How do you envision the continued impact of your work in these domains (mentioned above) and what challenges or opportunities do you foresee for the future?

Advances in computing will continue to have a tremendous societal impact globally, including in critical human realms such as health and well-being. Enabling and realizing this possibility, however, requires continuing engagement between all stakeholders right from the get-go: to both incorporate domain knowledge (e.g., from medicine, and education into computational approaches) and in turn advance science empowered by computation.


In the development of AI-based technologies, ethical considerations are crucial. How do you approach ethical considerations in your work, especially in fields like affective computing?

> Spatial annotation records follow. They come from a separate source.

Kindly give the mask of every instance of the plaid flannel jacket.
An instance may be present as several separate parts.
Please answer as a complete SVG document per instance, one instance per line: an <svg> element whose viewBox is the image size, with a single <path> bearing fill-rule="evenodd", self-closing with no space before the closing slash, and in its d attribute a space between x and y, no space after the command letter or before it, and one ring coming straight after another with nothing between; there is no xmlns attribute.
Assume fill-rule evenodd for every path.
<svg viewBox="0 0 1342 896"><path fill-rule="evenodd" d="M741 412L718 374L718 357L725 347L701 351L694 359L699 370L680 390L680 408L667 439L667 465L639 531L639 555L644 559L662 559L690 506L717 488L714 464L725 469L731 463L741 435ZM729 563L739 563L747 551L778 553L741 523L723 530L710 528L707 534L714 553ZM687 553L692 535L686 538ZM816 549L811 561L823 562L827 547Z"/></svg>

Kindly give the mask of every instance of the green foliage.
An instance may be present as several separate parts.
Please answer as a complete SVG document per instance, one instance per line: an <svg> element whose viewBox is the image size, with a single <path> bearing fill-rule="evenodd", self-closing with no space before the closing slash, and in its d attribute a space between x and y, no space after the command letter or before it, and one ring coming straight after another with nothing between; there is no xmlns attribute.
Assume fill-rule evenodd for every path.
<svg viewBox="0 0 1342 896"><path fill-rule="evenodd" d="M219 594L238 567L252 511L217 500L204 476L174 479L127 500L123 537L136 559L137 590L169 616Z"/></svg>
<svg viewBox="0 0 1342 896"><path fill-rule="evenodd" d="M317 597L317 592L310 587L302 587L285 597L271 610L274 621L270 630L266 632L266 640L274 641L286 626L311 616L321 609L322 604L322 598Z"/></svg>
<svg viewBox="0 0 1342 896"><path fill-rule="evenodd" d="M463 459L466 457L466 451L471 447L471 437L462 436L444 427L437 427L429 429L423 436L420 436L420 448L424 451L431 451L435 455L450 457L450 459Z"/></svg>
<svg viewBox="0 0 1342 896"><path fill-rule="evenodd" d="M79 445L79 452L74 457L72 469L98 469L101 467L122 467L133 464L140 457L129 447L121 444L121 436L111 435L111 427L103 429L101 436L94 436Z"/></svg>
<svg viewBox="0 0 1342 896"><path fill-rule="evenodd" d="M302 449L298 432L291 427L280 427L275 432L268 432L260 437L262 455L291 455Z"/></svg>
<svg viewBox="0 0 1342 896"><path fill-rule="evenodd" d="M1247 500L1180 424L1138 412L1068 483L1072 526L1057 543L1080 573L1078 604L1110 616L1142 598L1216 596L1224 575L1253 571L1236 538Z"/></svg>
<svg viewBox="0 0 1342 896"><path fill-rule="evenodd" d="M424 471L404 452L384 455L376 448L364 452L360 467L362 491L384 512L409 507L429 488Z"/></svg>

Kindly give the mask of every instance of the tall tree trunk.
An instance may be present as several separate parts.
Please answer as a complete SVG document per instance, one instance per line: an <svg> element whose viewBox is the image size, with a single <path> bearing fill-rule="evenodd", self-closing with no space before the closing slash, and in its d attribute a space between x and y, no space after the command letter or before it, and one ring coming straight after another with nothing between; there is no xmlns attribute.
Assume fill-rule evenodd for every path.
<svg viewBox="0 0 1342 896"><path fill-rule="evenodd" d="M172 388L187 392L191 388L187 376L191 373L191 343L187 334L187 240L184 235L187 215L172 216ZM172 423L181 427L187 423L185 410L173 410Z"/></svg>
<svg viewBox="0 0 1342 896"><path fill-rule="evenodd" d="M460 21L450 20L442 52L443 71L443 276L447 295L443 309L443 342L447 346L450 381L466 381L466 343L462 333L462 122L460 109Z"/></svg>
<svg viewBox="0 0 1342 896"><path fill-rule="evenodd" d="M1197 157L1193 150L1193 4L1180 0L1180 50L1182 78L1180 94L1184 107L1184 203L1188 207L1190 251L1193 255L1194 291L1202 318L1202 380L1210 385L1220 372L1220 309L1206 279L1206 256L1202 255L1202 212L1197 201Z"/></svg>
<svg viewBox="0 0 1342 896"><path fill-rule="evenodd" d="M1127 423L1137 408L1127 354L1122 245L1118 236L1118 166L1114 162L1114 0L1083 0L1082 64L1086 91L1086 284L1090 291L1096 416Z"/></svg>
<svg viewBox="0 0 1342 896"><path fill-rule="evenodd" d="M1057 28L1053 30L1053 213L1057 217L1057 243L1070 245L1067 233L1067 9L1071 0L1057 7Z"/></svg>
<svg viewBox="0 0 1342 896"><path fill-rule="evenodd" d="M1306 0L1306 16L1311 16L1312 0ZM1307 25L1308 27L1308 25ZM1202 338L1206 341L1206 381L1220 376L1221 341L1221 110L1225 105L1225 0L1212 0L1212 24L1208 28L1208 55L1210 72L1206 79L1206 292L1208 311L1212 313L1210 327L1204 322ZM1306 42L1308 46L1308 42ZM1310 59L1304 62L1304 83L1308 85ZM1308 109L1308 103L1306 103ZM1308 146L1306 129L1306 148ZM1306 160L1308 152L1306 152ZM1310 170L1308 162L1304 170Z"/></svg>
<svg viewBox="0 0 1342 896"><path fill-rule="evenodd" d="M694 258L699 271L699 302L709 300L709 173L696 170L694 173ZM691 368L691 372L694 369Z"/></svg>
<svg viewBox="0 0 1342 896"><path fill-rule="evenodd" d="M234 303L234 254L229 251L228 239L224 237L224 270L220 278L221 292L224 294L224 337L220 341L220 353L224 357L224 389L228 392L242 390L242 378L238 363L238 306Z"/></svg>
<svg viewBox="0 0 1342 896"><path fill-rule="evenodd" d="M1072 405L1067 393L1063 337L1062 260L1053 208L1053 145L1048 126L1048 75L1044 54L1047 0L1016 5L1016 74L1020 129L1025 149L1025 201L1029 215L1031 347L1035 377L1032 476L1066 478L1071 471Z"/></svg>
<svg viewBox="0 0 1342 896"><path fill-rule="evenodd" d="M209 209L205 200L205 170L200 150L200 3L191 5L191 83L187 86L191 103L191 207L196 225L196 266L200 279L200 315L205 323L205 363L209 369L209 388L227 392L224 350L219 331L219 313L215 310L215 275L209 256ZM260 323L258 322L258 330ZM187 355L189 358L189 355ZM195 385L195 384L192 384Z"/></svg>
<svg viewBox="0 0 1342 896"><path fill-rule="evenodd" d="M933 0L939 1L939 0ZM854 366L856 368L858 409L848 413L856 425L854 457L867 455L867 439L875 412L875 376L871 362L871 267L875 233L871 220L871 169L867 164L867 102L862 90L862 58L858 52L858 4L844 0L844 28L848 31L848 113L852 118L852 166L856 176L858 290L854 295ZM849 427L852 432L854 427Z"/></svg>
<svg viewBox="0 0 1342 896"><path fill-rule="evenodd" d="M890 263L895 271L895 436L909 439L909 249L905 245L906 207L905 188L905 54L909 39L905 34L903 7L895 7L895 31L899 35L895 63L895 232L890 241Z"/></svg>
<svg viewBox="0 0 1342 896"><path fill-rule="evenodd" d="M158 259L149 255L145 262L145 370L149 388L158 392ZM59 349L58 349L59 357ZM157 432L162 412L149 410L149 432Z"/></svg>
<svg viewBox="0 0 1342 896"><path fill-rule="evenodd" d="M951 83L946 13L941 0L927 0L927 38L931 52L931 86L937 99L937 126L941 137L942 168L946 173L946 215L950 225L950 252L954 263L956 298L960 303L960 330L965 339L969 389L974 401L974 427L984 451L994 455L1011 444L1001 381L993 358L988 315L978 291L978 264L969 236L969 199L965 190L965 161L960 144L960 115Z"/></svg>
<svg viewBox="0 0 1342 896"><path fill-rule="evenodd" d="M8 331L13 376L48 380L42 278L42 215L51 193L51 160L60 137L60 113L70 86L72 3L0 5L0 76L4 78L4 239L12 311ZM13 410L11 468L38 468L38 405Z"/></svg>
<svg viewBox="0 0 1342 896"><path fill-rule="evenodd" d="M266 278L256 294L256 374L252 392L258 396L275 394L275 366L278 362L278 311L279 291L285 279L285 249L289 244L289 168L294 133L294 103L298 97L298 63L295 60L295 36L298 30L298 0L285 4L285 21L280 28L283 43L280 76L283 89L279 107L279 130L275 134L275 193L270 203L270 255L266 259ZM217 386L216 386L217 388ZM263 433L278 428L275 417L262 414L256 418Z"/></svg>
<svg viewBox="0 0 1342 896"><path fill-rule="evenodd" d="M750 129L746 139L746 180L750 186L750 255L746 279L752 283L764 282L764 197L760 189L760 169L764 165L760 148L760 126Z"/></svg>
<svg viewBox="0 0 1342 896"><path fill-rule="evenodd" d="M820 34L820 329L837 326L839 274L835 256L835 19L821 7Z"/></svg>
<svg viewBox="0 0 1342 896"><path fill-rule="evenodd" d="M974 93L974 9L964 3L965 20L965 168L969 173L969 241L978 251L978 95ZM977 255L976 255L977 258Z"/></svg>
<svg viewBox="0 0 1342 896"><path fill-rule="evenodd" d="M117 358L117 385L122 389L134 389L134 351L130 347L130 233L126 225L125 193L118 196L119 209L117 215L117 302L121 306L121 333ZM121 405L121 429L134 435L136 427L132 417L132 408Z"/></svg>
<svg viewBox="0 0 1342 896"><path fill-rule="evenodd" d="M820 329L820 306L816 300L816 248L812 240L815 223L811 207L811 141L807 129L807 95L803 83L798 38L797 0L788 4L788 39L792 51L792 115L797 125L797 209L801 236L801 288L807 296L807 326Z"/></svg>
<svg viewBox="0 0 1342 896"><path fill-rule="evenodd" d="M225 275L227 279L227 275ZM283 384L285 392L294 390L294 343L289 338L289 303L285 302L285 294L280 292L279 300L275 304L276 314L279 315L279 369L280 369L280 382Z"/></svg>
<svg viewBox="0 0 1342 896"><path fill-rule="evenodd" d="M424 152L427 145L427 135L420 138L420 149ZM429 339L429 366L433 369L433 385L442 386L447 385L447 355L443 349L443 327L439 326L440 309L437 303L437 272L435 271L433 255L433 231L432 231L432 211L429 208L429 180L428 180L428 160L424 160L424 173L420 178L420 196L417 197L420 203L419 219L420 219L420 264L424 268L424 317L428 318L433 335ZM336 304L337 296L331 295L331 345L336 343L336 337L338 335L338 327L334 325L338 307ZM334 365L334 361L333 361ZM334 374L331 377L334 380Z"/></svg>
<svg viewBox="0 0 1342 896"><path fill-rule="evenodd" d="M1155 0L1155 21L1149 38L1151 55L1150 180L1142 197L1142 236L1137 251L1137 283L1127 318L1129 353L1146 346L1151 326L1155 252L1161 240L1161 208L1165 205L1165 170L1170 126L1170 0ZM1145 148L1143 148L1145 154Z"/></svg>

I believe ethical considerations should be a central part of the research process – right from defining and framing the research questions to making the design and methodological choices to their implementation and evaluation. Critically, this would benefit from incorporating diverse perspectives, in a participatory way, including the potential users of the technology. Also, it is important to underscore the need to have an open mind to continually evaluate the impact of the technology, especially the unexpected and unintended ones, as research advances are made.


Your extensive career spans academia, industry, and research institutions. Can you share insights into the connections and partnerships you’ve developed throughout your career, and how these connections have influenced your research or career path?

In our field of human-focused research and innovation, directly centered on computing and technological advances that aim to benefit society, collaborations and partnerships are integral. In my work, close partnerships with industry have helped to propel forward-looking research with the cutting-edge technology afforded by industry partners. Additionally, these have helped provide the students with valuable experiences that have enriched and elevated their research and offered them professional growth opportunities. Other community partners have been crucial in offering a platform for defining and disseminating research findings that can have a direct societal connection and impact, such as healthcare providers, storytellers, and K-12 educators. I have benefitted tremendously from such partnerships from extensive engagement with industry, including starting as a student intern at AT&T to a visiting faculty researcher at Google Research presently.


More About Shrikanth Narayanan

Shrikanth (Shri) Narayanan is USC University Professor and Niki & C. L. Max Niki as Chair in Engineering at the University of Southern California (USC), where he holds appointments as Professor of Electrical & Computer Engineering, Computer Science, Linguistics, Psychology, Neuroscience, Pediatrics, and Otolaryngology—Head & Neck Surgery and Research Director of the Information Sciences Institute. Before USC, he was with AT&T Bell Labs and AT&T Research. His interdisciplinary research focuses on developing engineering and computing approaches to understand the human condition and in creating human-centered technologies to support and enhance human experiences, across applications with direct societal relevance including in defense/intelligence, health, education, and the media arts. He is a Fellow of the Acoustical Society of America, IEEE, the International Speech Communication Association (ISCA), the American Association for the Advancement of Science, the Association for Psychological Science, the Association for the Advancement of Affective Computing, the American Institute for Medical and Biological Engineering, and the National Academy of Inventors. He is a Guggenheim Fellow and member of the European Academy of Sciences and Arts, and a recipient of many awards for research and education including the 2023 ISCA Medal for Scientific Achievement and the 2023 Richard Deswarte Prize in Digital History. He has published widely (over 1000 papers) and his inventions/patents have led to technology commercialization including through startups he co-founded: Behavioral Signals Technologies focused on AI-based conversational assistance and Lyssn focused on mental health care and quality assurance.